How can I manage my pet’s allergies?
Managing an itchy pet’s allergies is an ever-changing process. As your pet ages, her sensitivity to certain substances changes, requiring a different treatment plan. Options for managing allergies include:
- Antihistamines — Antihistamines, such as Benadryl or Claritin, are not as effective in pets as they are in people. Few pets find relief from itching with these products, but they are fairly safe if you’d like to discuss using them for your pet’s allergies.
- Corticosteroids — Steroids of the prednisone variety (not the muscle-building type), work to suppress the entire immune system, which is not ideal. While histamine release is dampened by steroids, the body’s defensive mechanisms are also reduced. A depressed immune system allows infections and disease processes to occur, and long-term usage can also harm the liver.
- Allergy-specific medications — Newer medications, such as Apoquel and Cytopoint, work by targeting the itch response. Rather than suppressing the entire immune system, these products focus on blocking the pathway that leads to itching. With far fewer side effects than steroids, pets do well with long-term usage of these medications.

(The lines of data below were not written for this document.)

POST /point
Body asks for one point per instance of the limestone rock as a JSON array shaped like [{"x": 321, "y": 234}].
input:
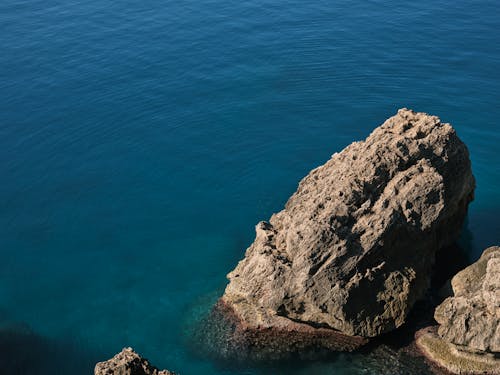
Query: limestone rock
[
  {"x": 468, "y": 338},
  {"x": 128, "y": 362},
  {"x": 354, "y": 247},
  {"x": 471, "y": 318}
]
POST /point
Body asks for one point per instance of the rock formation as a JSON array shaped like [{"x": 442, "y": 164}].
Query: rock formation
[
  {"x": 128, "y": 362},
  {"x": 468, "y": 338},
  {"x": 354, "y": 247}
]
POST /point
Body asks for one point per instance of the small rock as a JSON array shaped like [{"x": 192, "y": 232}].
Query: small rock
[
  {"x": 467, "y": 340},
  {"x": 128, "y": 362}
]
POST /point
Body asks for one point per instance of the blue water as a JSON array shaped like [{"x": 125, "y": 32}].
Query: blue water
[{"x": 140, "y": 142}]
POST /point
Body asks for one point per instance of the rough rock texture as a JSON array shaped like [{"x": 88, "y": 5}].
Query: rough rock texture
[
  {"x": 468, "y": 338},
  {"x": 354, "y": 246},
  {"x": 128, "y": 362}
]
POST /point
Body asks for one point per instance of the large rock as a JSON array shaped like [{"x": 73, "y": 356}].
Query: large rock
[
  {"x": 468, "y": 338},
  {"x": 128, "y": 362},
  {"x": 354, "y": 247}
]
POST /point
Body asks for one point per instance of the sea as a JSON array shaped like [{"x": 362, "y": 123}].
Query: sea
[{"x": 141, "y": 141}]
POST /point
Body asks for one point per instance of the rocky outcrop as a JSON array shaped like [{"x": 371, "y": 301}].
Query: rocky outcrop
[
  {"x": 354, "y": 246},
  {"x": 128, "y": 362},
  {"x": 467, "y": 340}
]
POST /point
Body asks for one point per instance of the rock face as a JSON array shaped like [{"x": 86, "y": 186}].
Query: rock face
[
  {"x": 354, "y": 246},
  {"x": 128, "y": 362},
  {"x": 468, "y": 338}
]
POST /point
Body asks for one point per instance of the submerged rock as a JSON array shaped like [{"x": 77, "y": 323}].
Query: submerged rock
[
  {"x": 128, "y": 362},
  {"x": 467, "y": 340},
  {"x": 353, "y": 249}
]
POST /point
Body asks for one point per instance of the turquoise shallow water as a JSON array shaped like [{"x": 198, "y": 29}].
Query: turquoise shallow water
[{"x": 140, "y": 142}]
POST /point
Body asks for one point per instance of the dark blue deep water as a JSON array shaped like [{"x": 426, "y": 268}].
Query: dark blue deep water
[{"x": 140, "y": 142}]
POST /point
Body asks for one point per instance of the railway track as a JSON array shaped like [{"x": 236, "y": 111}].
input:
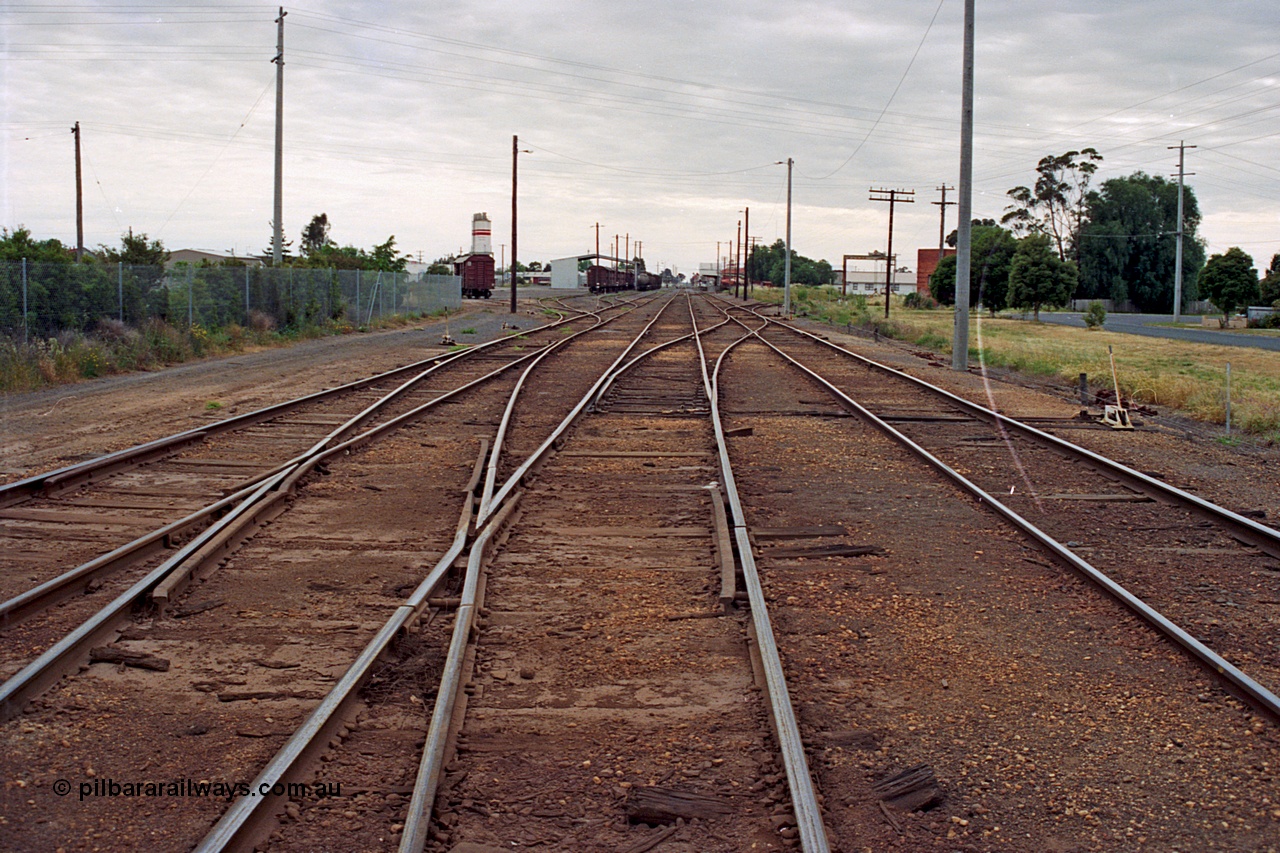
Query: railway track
[
  {"x": 606, "y": 607},
  {"x": 560, "y": 653},
  {"x": 241, "y": 619},
  {"x": 113, "y": 568},
  {"x": 1191, "y": 568},
  {"x": 924, "y": 637}
]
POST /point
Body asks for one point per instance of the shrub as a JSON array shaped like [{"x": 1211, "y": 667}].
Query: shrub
[
  {"x": 260, "y": 322},
  {"x": 1096, "y": 315},
  {"x": 918, "y": 300}
]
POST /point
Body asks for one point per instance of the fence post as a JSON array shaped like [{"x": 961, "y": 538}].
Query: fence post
[{"x": 24, "y": 331}]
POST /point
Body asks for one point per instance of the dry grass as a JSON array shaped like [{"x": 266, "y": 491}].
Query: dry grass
[{"x": 1189, "y": 378}]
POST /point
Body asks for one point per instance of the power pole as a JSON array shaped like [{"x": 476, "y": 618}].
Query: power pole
[
  {"x": 1178, "y": 256},
  {"x": 515, "y": 276},
  {"x": 277, "y": 223},
  {"x": 786, "y": 263},
  {"x": 80, "y": 201},
  {"x": 942, "y": 224},
  {"x": 960, "y": 337},
  {"x": 892, "y": 197}
]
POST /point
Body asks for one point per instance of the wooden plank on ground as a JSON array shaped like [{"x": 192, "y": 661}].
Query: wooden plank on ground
[
  {"x": 636, "y": 454},
  {"x": 1125, "y": 497},
  {"x": 62, "y": 516},
  {"x": 631, "y": 533},
  {"x": 799, "y": 532},
  {"x": 824, "y": 551}
]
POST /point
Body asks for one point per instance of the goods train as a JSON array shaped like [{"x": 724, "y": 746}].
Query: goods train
[{"x": 603, "y": 279}]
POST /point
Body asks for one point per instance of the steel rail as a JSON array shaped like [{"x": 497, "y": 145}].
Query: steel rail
[
  {"x": 62, "y": 587},
  {"x": 538, "y": 455},
  {"x": 168, "y": 579},
  {"x": 1255, "y": 692},
  {"x": 173, "y": 584},
  {"x": 1260, "y": 536},
  {"x": 432, "y": 765},
  {"x": 46, "y": 669},
  {"x": 499, "y": 438},
  {"x": 804, "y": 798},
  {"x": 85, "y": 471},
  {"x": 246, "y": 822}
]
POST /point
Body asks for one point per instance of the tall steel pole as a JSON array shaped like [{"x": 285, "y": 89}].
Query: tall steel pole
[
  {"x": 786, "y": 263},
  {"x": 1178, "y": 258},
  {"x": 278, "y": 211},
  {"x": 964, "y": 210},
  {"x": 80, "y": 201}
]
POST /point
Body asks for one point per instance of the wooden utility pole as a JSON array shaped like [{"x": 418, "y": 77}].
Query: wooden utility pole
[
  {"x": 80, "y": 201},
  {"x": 892, "y": 197},
  {"x": 737, "y": 269},
  {"x": 964, "y": 210},
  {"x": 786, "y": 261},
  {"x": 942, "y": 223},
  {"x": 278, "y": 209}
]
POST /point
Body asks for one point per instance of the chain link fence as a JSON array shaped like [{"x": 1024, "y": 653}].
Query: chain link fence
[{"x": 44, "y": 299}]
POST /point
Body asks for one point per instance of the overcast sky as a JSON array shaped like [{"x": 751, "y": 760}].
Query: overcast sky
[{"x": 662, "y": 119}]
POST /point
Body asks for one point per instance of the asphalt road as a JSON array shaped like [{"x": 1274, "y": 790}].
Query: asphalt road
[{"x": 1143, "y": 324}]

- Immunotherapy — Immunotherapy is essentially a vaccine for allergies. Your pet’s allergy profile is analyzed, and a personalized “vaccine” is created based on her allergens. Immunotherapy requires you to give your pet weekly or monthly injections to reduce her allergic response over time, but this form of allergy treatment provides excellent management.
- Prescription diets — For pets with food allergies, prescription diets of novel or hydrolyzed proteins help eliminate allergy signs. By removing the protein source your pet is allergic to, she can find comfort in a highly controlled food.